From the October 26, 1990 edition of the Vineyard Gazette:
Vineyard celebrants of Halloween are sometimes too quick to recite ghost stories from the mainland and not those of here. In the cold season ahead Vineyarders needn’t look too far to find something going bump in the night.
Take, for instance, the ghost who resides at the county jail.
Some correctional officers insist this ghost exists. Others are skeptical. From the different Island towns, a few police officers say they’ve seen it. Others laugh at the suggestion that one could exist.
If there is any area of agreement, it is that when it comes to ghost stories among law enforcement officials working the night shift, this is the best one of them all.
“I didn’t really believe it when I started here,” says Sgt. Randolph M. Ditson, 42, a deputy sheriff who works at the jail from 11 p.m. to 7 a.m. Night after night, Mr. Ditson has spent the last eight years seeing to it that the inmates are properly secured at “lights out.” And he processes the new arrivals that are brought soon after the Vineyard bars close. Sergeant Ditson is a big man, not easily pushed or shaken by any visitor to what some humorously call the county inn.
But when Sergeant Ditson first found out there was a ghost at the jail, he says, he was quite shaken. Today he has managed to get used to him. The ghost the men call “Old Joe” is like any other inmate except that this one seems stuck on death row.
“You walk upstairs and then all of a sudden you feel it is real cool,” Sergeant Ditson says. On the ground floor, he says, he has sat at his desk and heard the water turned on in the kitchen. He has walked into the kitchen to find no one there to turn the water on. At other times, the ghost has played with the lights.
The ghost has been known to operate the typewriter and turn the radio on. “One night we heard typing and there was nobody in there typing,” Mr. Ditson says.
“He is a harmless spirit that just likes to be around.”
William L. Searle worked at the county jail from 1983 to the end of 1987. Today he works as a state environmental police officer. “Old Joe,” he says, was as much a resident of the jail as some of the regular visitors.
“There was no rhyme or reason for it. It just happened once in a while,” Mr. Searle says.
“The midnight shift was a good time to do paper work, so you would spend hours at a desk,” Mr. Searle recalls. Then upstairs, he would begin hearing someone moving down the hall. It didn’t make sense. All the inmates were supposedly locked in their cells and asleep. “I heard distinct footsteps. I cannot tell you how many times it happened. It got to a point I’d hear him walking around quite a lot. At first I thought that an inmate got out of his cell. I would go through the whole institution with the lights on and then I’d find no one,” Mr. Searle says.
The footsteps in the hallway upstairs changed to footsteps on the wooden stairs. “Then I would hear footsteps walking the full length of the ground floor hall to the office. And then I would turn around fully expecting to see someone and there would be no one,” Mr. Searle says.
Seven television monitors in the office are the extra eyes that give the officers an opportunity to keep a close watch on the activity around the jail. Few actions escape attention. Oak Bluffs police officer Robert Duart says he doesn’t believe in ghosts, but he has seen it on the monitor.
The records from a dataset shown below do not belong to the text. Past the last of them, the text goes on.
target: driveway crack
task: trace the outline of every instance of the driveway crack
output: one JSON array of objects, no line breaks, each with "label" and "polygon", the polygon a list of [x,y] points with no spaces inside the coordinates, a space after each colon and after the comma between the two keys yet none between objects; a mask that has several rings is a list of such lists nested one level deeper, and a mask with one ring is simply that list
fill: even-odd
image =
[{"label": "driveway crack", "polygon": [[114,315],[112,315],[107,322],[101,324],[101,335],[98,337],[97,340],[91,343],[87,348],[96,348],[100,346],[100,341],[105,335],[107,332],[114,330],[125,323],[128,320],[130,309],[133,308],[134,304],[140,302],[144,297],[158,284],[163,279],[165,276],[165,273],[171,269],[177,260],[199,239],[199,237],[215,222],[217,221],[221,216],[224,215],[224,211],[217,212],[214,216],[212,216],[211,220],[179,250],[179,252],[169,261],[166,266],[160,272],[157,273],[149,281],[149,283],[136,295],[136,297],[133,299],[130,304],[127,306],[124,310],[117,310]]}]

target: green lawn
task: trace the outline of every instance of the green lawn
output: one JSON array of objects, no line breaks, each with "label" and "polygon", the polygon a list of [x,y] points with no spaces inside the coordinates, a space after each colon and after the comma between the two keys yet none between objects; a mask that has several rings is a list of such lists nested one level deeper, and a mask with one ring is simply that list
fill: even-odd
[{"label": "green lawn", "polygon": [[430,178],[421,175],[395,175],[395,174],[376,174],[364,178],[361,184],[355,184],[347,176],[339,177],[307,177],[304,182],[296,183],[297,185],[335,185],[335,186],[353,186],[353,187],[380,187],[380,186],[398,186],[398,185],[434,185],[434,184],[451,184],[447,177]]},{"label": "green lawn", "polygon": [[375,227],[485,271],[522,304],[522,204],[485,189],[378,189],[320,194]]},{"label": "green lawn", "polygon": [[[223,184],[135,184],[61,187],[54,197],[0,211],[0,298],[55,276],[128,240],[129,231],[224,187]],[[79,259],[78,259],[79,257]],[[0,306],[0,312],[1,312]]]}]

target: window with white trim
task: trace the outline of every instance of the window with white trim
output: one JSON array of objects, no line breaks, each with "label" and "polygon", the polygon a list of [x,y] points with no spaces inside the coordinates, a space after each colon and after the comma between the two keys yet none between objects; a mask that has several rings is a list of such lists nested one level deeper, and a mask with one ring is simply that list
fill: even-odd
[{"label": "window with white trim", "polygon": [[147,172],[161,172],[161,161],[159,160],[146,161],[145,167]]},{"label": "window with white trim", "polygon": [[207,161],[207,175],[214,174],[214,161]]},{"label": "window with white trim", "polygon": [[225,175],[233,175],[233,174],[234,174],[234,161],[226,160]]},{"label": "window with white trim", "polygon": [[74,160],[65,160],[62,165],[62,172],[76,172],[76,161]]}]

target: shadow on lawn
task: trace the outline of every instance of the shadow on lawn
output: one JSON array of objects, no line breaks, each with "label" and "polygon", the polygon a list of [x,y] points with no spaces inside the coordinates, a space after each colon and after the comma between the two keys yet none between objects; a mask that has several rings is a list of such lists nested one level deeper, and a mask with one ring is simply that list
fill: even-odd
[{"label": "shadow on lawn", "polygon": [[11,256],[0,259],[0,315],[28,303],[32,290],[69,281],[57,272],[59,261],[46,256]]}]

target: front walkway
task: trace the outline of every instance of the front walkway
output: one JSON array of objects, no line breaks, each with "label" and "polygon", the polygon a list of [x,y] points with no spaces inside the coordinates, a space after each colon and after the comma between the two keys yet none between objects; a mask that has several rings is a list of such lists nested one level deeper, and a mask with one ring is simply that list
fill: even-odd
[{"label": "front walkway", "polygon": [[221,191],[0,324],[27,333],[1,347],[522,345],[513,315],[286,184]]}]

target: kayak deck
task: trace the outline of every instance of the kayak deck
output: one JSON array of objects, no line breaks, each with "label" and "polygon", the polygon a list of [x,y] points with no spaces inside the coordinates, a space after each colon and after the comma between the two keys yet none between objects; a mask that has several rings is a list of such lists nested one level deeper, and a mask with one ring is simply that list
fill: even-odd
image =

Even as a child, Mr. Duart recalled hearing stories about the ghost at the jail. “I never paid any attention to it,” he says, until later. One night Mr. Duart was observing the monitors with other correctional officers. They watched the television screen that showed a picture of the inmates’ day-room. A fuzzy image moved across the room. “You know you don’t believe, but in your subconscious there is something,” he says. From then on, Mr. Duart says: “You look over your shoulder.”
The records of the county jail tell of an old man named Joe who hung himself in his cell during the winter of 1950.
But questions of whether it is Old Joe or someone else still abound when police officers gather for coffee in the jail booking office late at night.
Sheriff Christopher S. Look said he recalls as a young man being told about a ghost Fred H. Worden, the master and keeper of the jail. Even though the ghost might not be Old Joe, it may curiously draw its origins from years before.
The original 13-cell jail was built in 1848, making the facility one of the oldest of Vineyard buildings. The granite stone that makes up each of the original cells is said to have come from Indian Hill in West Tisbury. Generations of fresh coats of gray and white paint have softened the texture of the heavy stone.
Cell windows and doors are still barred by inch-thick iron. And the ghost seems to wander knowledgeably only around the old part of the building.
“Get back in your cell,” has become the common call by correctional officers whenever Old Joe has taken to the hallways and gotten out of hand.